Levitt Speaker Series

Adaptation: Michael Greenstone's Suggestions for Effective Climate Change Policy

By Moogie Scott '13

On October 2nd, environmental economist Michael Greenstone of the Massachusetts Institute of Technology gave a lecture entitled “Is Adaptation the Only Solution to Climate Change?” His lectured focused on potential policy responses to global climate change. Greenstone concentrated on how the United States could respond to the coming effects of climate change, but he acknowledged that it is a global problem as well. He has a wide array of experience in the field of economics; he has served as an economic advisor to President Obama, at the National Bureau of Economic Research and the Environmental Protection Agency Economic Advisory Board. With his expertise, Greenstone was able to prescribe potential areas to improve the United States’ response towards climate change.


Greenstone thinks there are many ways for the United States to counter climate change. Not all of them are politically feasible and cost effective. In his opinion, although adaptation to climate change is a weak policy response, it is the most politically possible to enact.  To counteract climate change, Greenstone thinks that it is necessary to invest in research and development and perhaps geo-engineering. While Greenstone would like to see steps taken towards mitigating the effects of climate change, he acknowledged that in the current political climate that is not feasible. Furthermore, he stressed that United States cannot act alone in its policies towards climate change. It should be a leader in implementing adaptation in its environmental policies due to the pressing nature of climate change.


Empirical evidence suggests that climate change will have a range of deleterious effects including increases in droughts and flooding.

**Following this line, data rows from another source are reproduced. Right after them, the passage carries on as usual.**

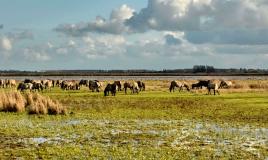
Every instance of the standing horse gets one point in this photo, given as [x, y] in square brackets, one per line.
[225, 84]
[179, 85]
[119, 85]
[214, 87]
[202, 83]
[94, 86]
[141, 85]
[110, 88]
[133, 86]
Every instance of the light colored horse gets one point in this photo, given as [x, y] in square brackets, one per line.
[179, 85]
[10, 83]
[213, 86]
[226, 84]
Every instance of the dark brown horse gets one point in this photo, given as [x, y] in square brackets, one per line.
[119, 85]
[202, 83]
[132, 86]
[110, 88]
[179, 85]
[141, 85]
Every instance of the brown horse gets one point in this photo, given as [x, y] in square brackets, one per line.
[141, 85]
[133, 86]
[119, 85]
[179, 85]
[110, 88]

Greenstone pointed out that the world has never undergone temperature change so quickly in such a short period of time. By the end of the century, there could be a seventy degree increase in average temperature. While some may believe that climate change will have positive effects such as easy access to minerals, the Intergovernmental Panel on Climate Change has estimated that there will be increased water stress for hundreds of millions of people. These adverse effects will put pressure on developed and developing nations. Developing nations will have more burdens especially as they try to industrialize, but face pressure to cut emissions from more developed nations.

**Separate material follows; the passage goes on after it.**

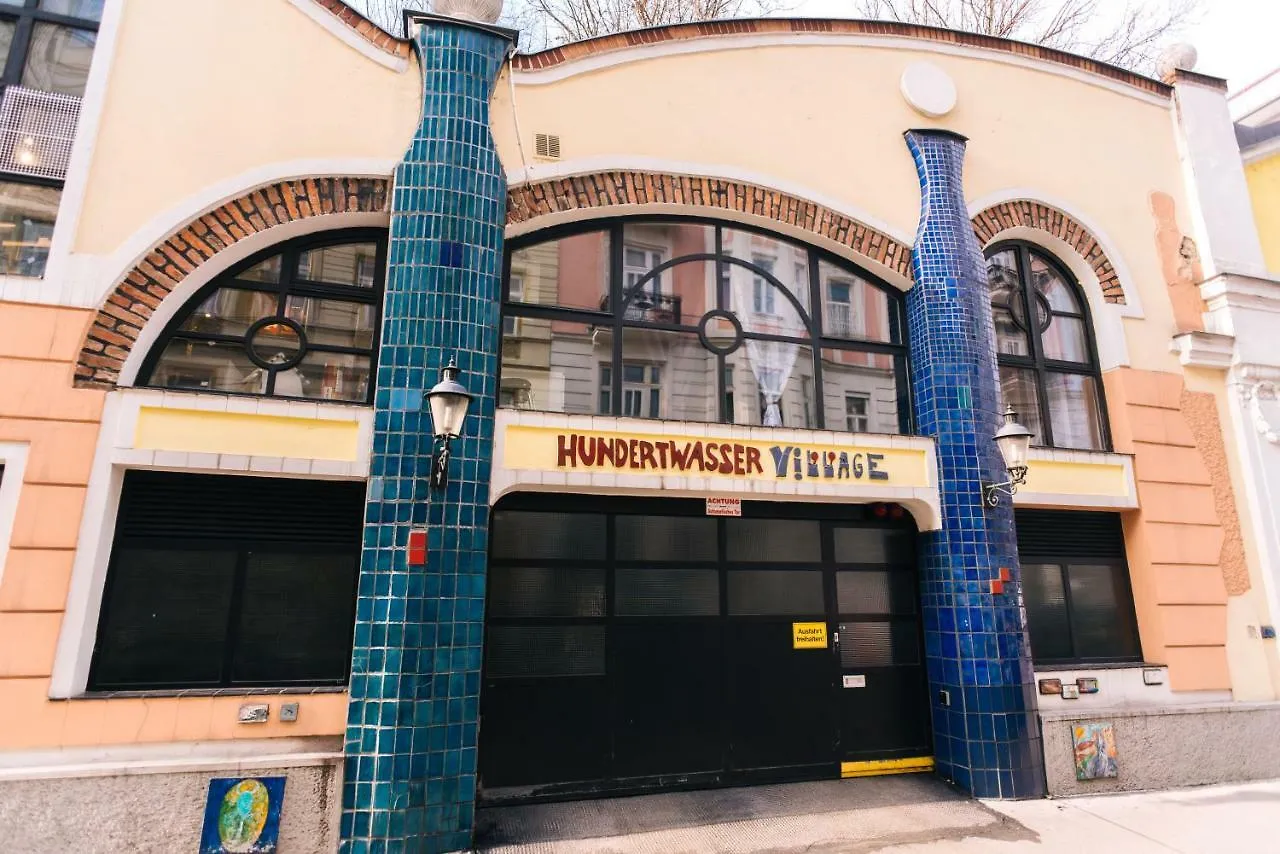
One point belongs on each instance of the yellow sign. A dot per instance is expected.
(560, 450)
(808, 635)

He concluded his lecture by emphasizing that adaption was the least expensive and most politically feasible course of action. Although adaptation may not be as effective as trying to mitigate the effects of climate change or trying to engineer them out of existence, it will be the easiest set of policy changes to implement. Greenstone still recommends that the government look into funding research and development projects that will improve efficiency and find ways to emit less carbon into the atmosphere. He also believes that investing in these projects can decrease the cost of using more environmentally sound technology.